Mi dispiace dirlo, ma voi avete qualche problema. Non leggo una parola contro chi ha amministrato l'Amiu (e quindi anche la discarica) negli ultimi 5-6 anni (come minimo) e contro chi li ha messi lì: almeno la metà dei tranesi quelle cartelle se le merita.
E in fondo in fondo se le merita un po' anche chi ha votato per il sindaco attuale.
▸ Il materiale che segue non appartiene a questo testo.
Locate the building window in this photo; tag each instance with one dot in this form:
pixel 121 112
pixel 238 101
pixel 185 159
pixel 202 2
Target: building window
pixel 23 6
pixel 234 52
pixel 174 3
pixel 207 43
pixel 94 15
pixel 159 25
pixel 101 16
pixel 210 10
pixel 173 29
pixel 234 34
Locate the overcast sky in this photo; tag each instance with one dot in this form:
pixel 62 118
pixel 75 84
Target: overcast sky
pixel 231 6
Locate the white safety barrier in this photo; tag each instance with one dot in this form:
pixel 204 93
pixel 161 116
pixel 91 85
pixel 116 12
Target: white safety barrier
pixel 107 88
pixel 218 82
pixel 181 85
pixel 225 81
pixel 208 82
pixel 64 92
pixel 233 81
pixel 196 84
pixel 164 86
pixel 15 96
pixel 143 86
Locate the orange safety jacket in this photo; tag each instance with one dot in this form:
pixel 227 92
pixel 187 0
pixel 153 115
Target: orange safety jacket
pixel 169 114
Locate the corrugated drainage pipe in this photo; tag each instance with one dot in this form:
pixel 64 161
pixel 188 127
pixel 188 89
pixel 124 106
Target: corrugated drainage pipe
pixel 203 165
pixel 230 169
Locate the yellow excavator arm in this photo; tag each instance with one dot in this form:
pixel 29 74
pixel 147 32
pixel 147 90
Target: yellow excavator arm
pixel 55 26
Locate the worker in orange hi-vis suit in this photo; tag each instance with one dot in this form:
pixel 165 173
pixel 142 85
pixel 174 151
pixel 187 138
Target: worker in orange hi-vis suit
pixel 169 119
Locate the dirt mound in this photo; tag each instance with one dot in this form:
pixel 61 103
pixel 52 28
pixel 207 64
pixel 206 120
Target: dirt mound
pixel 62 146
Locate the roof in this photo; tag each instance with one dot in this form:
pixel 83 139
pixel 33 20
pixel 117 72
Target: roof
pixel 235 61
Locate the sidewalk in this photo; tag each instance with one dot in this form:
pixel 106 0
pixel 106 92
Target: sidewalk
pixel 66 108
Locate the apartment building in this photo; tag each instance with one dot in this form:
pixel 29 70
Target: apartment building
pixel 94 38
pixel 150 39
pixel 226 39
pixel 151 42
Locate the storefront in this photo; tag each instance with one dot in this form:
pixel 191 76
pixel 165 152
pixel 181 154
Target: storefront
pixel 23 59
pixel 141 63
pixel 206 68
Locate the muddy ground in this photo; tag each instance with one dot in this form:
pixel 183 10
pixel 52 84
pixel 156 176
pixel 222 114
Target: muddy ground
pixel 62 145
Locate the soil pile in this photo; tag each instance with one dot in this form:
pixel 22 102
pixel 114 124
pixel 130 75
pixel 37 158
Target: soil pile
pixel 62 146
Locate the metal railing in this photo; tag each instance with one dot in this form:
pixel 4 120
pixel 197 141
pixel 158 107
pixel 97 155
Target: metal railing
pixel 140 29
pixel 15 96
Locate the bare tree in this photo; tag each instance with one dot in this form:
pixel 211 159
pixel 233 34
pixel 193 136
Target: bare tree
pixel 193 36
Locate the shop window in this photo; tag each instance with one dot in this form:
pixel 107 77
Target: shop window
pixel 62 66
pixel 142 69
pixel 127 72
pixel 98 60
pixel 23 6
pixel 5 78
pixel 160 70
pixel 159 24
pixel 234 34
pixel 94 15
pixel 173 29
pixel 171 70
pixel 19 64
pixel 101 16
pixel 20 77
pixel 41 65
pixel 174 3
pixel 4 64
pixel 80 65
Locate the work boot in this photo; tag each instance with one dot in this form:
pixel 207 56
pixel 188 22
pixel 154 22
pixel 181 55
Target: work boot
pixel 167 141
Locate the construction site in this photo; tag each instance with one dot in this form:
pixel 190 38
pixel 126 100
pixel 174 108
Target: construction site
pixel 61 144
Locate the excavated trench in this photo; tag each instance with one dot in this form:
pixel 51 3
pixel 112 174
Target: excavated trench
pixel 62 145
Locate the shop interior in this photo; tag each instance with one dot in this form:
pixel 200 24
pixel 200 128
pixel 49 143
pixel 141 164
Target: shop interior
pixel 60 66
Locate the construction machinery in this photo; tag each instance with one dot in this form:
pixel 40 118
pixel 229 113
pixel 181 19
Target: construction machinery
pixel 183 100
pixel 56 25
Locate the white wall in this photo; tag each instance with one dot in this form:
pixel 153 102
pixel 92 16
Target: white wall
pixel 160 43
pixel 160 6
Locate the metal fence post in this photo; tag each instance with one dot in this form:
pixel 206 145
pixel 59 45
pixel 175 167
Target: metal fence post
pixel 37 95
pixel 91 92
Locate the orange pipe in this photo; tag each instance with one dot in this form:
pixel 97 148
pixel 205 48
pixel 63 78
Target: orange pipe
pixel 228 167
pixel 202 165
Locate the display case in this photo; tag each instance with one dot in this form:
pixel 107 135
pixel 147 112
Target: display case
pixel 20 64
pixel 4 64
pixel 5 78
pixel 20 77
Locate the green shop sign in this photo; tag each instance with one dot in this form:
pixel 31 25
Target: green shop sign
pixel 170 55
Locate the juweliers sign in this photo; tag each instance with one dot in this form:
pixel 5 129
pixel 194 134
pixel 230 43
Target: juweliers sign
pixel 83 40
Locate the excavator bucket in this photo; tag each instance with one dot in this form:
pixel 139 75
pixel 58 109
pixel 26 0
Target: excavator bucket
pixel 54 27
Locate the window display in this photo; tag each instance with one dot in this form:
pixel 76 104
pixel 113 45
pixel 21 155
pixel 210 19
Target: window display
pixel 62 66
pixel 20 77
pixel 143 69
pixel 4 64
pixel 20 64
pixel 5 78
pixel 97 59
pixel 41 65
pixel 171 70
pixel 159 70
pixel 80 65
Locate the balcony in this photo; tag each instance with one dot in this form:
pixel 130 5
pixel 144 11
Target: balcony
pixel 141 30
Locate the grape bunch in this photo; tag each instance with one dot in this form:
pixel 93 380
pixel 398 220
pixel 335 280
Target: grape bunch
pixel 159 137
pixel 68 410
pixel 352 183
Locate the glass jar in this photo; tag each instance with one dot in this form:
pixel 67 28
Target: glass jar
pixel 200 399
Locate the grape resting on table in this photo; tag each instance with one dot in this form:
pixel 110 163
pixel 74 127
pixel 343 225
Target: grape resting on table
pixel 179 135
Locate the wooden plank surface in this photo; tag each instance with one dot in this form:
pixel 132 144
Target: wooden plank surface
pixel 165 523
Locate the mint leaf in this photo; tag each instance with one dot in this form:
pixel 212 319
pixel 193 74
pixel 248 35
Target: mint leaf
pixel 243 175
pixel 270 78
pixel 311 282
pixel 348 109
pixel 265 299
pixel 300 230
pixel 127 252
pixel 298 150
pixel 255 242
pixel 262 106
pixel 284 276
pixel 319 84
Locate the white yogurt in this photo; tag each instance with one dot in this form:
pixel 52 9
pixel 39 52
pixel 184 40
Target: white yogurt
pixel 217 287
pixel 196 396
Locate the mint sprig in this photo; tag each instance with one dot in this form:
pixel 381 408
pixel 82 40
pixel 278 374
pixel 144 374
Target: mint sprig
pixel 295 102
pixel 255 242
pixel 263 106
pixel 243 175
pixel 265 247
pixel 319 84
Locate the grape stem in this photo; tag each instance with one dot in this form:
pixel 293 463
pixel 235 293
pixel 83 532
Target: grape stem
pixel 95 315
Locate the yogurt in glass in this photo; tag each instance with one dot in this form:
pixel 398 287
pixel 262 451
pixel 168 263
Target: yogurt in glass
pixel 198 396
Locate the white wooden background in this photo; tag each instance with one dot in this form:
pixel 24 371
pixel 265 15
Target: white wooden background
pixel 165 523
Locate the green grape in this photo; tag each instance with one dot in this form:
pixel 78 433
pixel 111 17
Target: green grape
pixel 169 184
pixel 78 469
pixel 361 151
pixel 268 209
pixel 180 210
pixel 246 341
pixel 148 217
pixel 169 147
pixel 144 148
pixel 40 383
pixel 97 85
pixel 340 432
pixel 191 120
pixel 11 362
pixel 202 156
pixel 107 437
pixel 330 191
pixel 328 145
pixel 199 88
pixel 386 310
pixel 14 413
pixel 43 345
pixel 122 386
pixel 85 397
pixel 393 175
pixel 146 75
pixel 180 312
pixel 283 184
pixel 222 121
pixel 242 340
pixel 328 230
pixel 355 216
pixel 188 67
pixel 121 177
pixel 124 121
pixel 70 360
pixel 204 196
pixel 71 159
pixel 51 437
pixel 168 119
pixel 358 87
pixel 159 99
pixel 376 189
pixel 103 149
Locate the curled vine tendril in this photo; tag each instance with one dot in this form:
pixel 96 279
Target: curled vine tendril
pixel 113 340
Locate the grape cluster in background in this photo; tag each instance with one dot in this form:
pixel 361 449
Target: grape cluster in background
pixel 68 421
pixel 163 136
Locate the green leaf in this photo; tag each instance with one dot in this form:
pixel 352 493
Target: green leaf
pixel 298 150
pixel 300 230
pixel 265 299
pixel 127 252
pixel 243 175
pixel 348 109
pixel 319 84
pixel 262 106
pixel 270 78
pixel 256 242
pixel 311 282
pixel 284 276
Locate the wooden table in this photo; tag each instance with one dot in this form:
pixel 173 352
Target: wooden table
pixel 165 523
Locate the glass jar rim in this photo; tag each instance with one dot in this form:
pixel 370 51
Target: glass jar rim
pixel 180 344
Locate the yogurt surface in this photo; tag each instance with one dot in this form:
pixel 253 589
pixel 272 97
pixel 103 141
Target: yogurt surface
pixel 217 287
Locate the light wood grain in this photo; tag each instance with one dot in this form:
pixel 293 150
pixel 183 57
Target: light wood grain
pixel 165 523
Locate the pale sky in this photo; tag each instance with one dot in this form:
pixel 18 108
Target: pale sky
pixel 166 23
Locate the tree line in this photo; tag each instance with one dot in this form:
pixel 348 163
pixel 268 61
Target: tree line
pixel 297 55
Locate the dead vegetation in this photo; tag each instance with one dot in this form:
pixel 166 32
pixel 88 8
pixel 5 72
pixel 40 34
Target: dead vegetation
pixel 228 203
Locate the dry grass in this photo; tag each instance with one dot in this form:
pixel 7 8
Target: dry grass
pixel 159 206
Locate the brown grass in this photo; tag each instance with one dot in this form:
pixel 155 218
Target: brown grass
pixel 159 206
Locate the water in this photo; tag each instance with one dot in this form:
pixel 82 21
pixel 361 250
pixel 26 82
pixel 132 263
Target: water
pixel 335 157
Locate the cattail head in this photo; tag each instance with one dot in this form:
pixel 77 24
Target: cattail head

Perché Bottaro dice il vero quando afferma che "la Tari è il frutto di un calcolo matematico" e che "il costo della raccolta e smaltimento dei rifiuti deve essere interamente coperto con questa tassa", ma poi non dice che quest'anno lui ha firmato un contratto di servizio con l'Amiu che raddoppia il costo della raccolta e dello smaltimento dei rifiuti, portandolo da poco più di 5 milioni a 11 milioni di euro.
Mi dirà, "era inevitabile, ci hanno sequestrato la discarica". Omettendo però di dire che, giusto per fare un esempio, il Comune di Bisceglie, che non è proprietaria di un'azienda che si occupa dell'igiene urbana e che smaltisce altrove i rifiuti, proprio come ora fa Trani, spende quanto spendeva Trani fino all'anno scorso. Su che basi il sindaco ha firmato un contratto di servizio da 11 milioni?
La Tari la stiamo pagando su quegli 11 milioni. Per carità, i costi dovevano aumentare per forza, ma non 11 milioni. E non mi si dica che è tutta colpa della raccolta differenziata. Davvero si vuole affermare che la differenza di raccolta differenziata, fra Trani e Bisceglie vale 5 milioni di euro? Ma pensate che i cittadini abbiano l'anello al naso?
In ogni caso, cari cittadini, lamentatevi, imprecate, ma alla fine pagate. Sì alla legalità, no all’evasione, anche per non rischiare la beffa che dal Comune vi chiedano di pagare pure la sanzione e gli interessi.